Bu kitabı bana Tüyap Kitap Fuarı'nda Can Yayınları'nın standında çalışan biri tavsiye etti, hatta ben başka bir kitabı incelerken bir şey söylemeden bu kitabı önüme doğru itekledi. Ben de mesajı ikiletmeden aldım ve şimdi kendisine bu kitabı okumama vesile olduğu için buradan teşekkür ediyorum.
Cesur yazarımız Pınar Kür'ün, 1979 yılında yayımlanmış 1985 yılında "müstehcen" olduğu için yasaklanmış, sonra tekrar izni çıkmış olan bu kitabını bir solukta okudum, ama günler geçti hala aklımdan çıkaramadım.
Gerçek bir olaydan esinlenilerek üç ayrı bölümde üç farklı karakterin ağzından yazılmış kısa bir roman bu. İlk iki bölüm 'bilinç akımı' tarzıyla yazılmış, noktalama işaretleri olmadan, tek bir fazla veya az kelime kullanmadan kaleme alınmış ve beni en çok da o bölümler etkiledi.
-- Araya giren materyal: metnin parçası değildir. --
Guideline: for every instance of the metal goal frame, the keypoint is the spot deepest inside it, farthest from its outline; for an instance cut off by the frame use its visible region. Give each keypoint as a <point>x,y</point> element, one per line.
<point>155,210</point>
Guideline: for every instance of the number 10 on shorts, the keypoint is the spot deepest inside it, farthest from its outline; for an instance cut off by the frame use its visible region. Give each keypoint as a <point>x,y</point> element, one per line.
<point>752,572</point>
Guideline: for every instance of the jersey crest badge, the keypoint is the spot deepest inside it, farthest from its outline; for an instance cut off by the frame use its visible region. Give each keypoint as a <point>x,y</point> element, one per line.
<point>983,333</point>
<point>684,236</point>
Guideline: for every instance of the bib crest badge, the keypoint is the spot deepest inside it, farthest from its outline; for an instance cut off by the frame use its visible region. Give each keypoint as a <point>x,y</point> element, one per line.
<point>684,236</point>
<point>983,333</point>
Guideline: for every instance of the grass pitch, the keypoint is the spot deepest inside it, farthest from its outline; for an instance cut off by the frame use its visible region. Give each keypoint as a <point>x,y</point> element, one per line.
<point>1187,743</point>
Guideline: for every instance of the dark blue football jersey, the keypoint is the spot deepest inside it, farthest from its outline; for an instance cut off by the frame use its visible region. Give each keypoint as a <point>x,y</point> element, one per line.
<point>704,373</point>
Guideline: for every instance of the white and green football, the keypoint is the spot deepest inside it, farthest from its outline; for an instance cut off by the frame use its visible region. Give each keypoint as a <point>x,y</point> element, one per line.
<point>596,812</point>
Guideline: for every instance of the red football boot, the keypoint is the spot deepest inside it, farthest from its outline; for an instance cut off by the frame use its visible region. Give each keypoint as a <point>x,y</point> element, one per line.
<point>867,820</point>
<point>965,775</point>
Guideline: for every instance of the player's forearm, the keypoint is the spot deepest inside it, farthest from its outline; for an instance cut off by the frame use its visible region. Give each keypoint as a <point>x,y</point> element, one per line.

Hazır olun; bu kitapta çok çıplak gerçekler ve insanın içini yaralayan, ruhunu karartan acı mı acı bir hikaye var! Yazar, kitabın sonunda paylaştığı mahkeme savunmasında; bu kitapta yazılanlardan tahrik olanların ruh sağlığı bozuktur demiş, çok doğru.
Özetle; okuyun ve okutun, ama çok sarsılacağınızı da bilin.